# New Chicken Pasta Recipe is new for me, though I have t



## Chief Longwind Of The North (Nov 14, 2004)

This recipe is new for me, though I have to imagine that others have made similar dishes.

I had some left over, cooked, whole-wheat lasagna noodles in the freezer and needed something to do with them.  I didn't want traditional lasagna, rich with cheeses, herbs, tomatoes, etc.  So I put a bit of EVOO in the bottom of a square caserole dish.  I covered the bottom with a single layer of noodles.  I then put a layer of thinly sliced fresh mushrooms over the noodles.  The mushrooms were followed by thinly sliced raw chicken, and a sprinkling of chicken soup base and sage.  Dust it with cornstarch.  Lay down more noodels,, mushrooms, and chicken.  Again season an dust.  repeat until the caserole dish is filled.  Por in about 14 oz. of good chicken stock, cover, and bake at 425 for 40 minutes.

I believe this would have come out even better had I included fresh baby peas, some diced carrot, and onion slices.  But it was very good the way I made it.  It had a rich gravy, thickend by the cornstarch, with great chicken and herb flavor.  The noodles were well flavored as well, absorbing some of the chicken flavor from the gravy.  All in all, it was an unqualified success.  

Let me know if any of you has a similar, or better recipe, maybe adding some grated parmesan or something.

Seeeeeya; Goodweed of the North


----------



## Audeo (Nov 14, 2004)

Goodweed, I'd bet that was good!  And I agree with your future inclusion of peas and carrots and onions.  (Frankly, I don't think I even know how to cook anything without onions, candy excluded!)  I, too, enjoy often wafting toward the "lighter" side of Italian and will nix the ricotta in a heartbeat for tofu (it's really a fantastic sub....try it!).  But this concoction of yours sounds warm, homey and downright good to me.  The only potential addition would be romano/parmesan between the layers or on top.  Ah, but that would have compromised the low-fat nature of this delicacy which you have described -- I love whole wheat noodles!


----------



## Chief Longwind Of The North (Nov 14, 2004)

I often use silken tofu in fruit smoothies, and it also works great as an impromptu thickener for cream-style soups.  I've used it in hot and wour soup, and cut it into thin strings to replace the egg in egg-drop soup (just an experiment, but it was pretty good tasting).  Tofu is great in lasagna, and works in most brothy soups.  It's great with pastas that are lightly tossed with EVOO, herbs, and a bit of Asiago or Parmesan Cheese.  It's also great in many salads, but not all.

When you know how to use it, tofu is good stuff indeed.
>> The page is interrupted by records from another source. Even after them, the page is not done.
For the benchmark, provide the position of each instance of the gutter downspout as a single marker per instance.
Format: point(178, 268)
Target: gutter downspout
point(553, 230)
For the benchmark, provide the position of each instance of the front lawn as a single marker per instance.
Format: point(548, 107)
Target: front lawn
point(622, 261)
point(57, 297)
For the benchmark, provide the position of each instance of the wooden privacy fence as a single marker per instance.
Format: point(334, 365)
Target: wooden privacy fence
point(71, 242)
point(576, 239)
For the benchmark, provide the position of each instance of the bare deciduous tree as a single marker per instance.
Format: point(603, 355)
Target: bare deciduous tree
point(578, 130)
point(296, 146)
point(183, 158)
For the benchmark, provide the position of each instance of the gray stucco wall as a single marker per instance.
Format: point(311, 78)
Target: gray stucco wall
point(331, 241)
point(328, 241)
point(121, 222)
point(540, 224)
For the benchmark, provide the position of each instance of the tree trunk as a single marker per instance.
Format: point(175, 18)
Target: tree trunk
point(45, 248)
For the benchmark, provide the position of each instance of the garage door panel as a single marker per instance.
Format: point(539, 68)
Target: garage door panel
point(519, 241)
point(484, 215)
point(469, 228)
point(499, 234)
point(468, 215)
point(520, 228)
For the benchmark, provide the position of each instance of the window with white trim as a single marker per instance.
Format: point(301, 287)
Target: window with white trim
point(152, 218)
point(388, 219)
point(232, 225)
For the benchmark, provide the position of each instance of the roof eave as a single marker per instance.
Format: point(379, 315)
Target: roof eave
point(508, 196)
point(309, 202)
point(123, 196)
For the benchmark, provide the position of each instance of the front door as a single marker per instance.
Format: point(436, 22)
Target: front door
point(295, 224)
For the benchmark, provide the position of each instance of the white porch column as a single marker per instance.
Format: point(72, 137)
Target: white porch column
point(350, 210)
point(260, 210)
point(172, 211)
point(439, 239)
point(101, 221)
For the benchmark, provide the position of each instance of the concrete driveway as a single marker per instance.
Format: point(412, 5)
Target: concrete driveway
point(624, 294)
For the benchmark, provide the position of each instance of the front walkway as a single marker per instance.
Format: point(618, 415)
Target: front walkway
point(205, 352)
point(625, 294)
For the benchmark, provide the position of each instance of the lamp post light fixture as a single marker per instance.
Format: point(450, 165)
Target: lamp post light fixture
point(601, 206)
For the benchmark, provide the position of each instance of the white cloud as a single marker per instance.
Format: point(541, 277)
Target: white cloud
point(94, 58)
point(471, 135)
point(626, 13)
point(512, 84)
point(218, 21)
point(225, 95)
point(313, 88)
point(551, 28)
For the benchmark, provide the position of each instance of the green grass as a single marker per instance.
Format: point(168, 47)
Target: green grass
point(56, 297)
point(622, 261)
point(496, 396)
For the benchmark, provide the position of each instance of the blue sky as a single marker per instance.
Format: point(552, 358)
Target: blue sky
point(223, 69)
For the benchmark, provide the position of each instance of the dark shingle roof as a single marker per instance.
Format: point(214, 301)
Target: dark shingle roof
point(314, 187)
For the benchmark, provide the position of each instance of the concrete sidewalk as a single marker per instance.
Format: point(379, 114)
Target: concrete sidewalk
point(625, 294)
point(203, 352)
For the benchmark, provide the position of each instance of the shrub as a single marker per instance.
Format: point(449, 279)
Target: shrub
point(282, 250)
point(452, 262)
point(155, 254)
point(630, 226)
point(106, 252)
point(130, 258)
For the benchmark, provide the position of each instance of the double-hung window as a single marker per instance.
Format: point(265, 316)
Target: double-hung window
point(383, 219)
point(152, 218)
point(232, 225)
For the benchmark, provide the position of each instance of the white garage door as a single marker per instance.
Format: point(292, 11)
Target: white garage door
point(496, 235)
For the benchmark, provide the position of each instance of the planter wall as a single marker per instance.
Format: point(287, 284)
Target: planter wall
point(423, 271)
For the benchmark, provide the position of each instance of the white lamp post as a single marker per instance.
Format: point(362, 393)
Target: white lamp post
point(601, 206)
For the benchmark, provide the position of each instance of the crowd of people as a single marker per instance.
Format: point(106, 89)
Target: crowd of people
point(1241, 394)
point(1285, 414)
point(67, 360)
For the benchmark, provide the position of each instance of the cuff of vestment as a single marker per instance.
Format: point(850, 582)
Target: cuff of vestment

Seeeeeya; Goodweed of the North


----------



## Audeo (Nov 15, 2004)

Yes it is, goodweed...and so are whole wheat noodles, my current near obsession!


----------



## JRsTXDeb (Nov 15, 2004)

Goodweed - or anyone....if you had the no-cook lasagna noodles - how would that change the amount of stock/liquid you use - or would it be the same?  I have some in the cupboard and I'm trying to empty it before I have to pack and move again.
thinking about the veggies - you could put just about anything in there - zucchini, thin sliced plum tomatoes and onions for a light Italian taste - with some fresh basil in summertime....I do believe you have created a keeper!  geez, I wish my family would eat more veggies....


----------



## Chief Longwind Of The North (Nov 16, 2004)

When you use no-boil lasagna noodles, make the sauce fairly soupy, but not watery.  In other words, make is a very liquid sauce. with stronger than normal seasonings.  Some ot the flavors, and most of the liquid will be absorbed by the noodles.  And if your lasagna is jam packed with cheeses, olives, mushrooms, meat, and onions, the herbs will have to be strong enough to stand and be counted.

Make sure to cover your lasagna as it's baking, to keep as much moisture as possible, also to avoid drying out the top layer. 

There should be a general recipe on the noodle box, that will give you a starting point for how much liquid to add to your sauce.  Then you can alster the ingredients as you like.  

Good luck.  And in the words of a song I know, "You can Do it!"

Seeeeeeya; Goodweed of the North


----------



## dolphinesque (Dec 10, 2004)

I made the chicken lasagne tonight and added onions and zucchini ......it was so delicious I will  be making it again


----------



## Claire (Jan 9, 2005)

Haven't made any kind of lasagna in years.  Now you have me going.  I once threw a Christmas party and made three kinds of lasagna -- one a (to me) traditional red sauce/Italian sausage with tons of cheese; one a seafood lasagna, and in honor of a friend with diverticulitis and one who was vegan, a vegetable one sans fromage, which was harder.  Didn't realize tofu would be a good sub.  The main thing with veggies is you must work hard to drain, even squeeze, the vegs or you'll have a watery mess.  

Am I the only weird one?  I grew up on lasagna with cottage cheese instead of ricotta (which wasn't widely available in my youth), and have gotten so that I prefer it.


----------



## Chief Longwind Of The North (Jan 10, 2005)

I too prefer the rich and moist texture of cottage cheese.  Ricotta wasn't available to my parents, or my sister wehn I was young either.  And My wife's family used cottage cheese as well.  In fact, I didn't even know that ricotta was the traditional cheese for lasagna until much older (I'd propbably been married for ten years before I discovered that fact).

Cottage cheese also gives a creamier texture.  So, I'm with you , Claire.  Oh, and you have to try a good Muenster in your lasagna.  The flavor just compliments the other ingrediets.  I also love it on Pizza.

Seeeeeya; Goodweed of the North


----------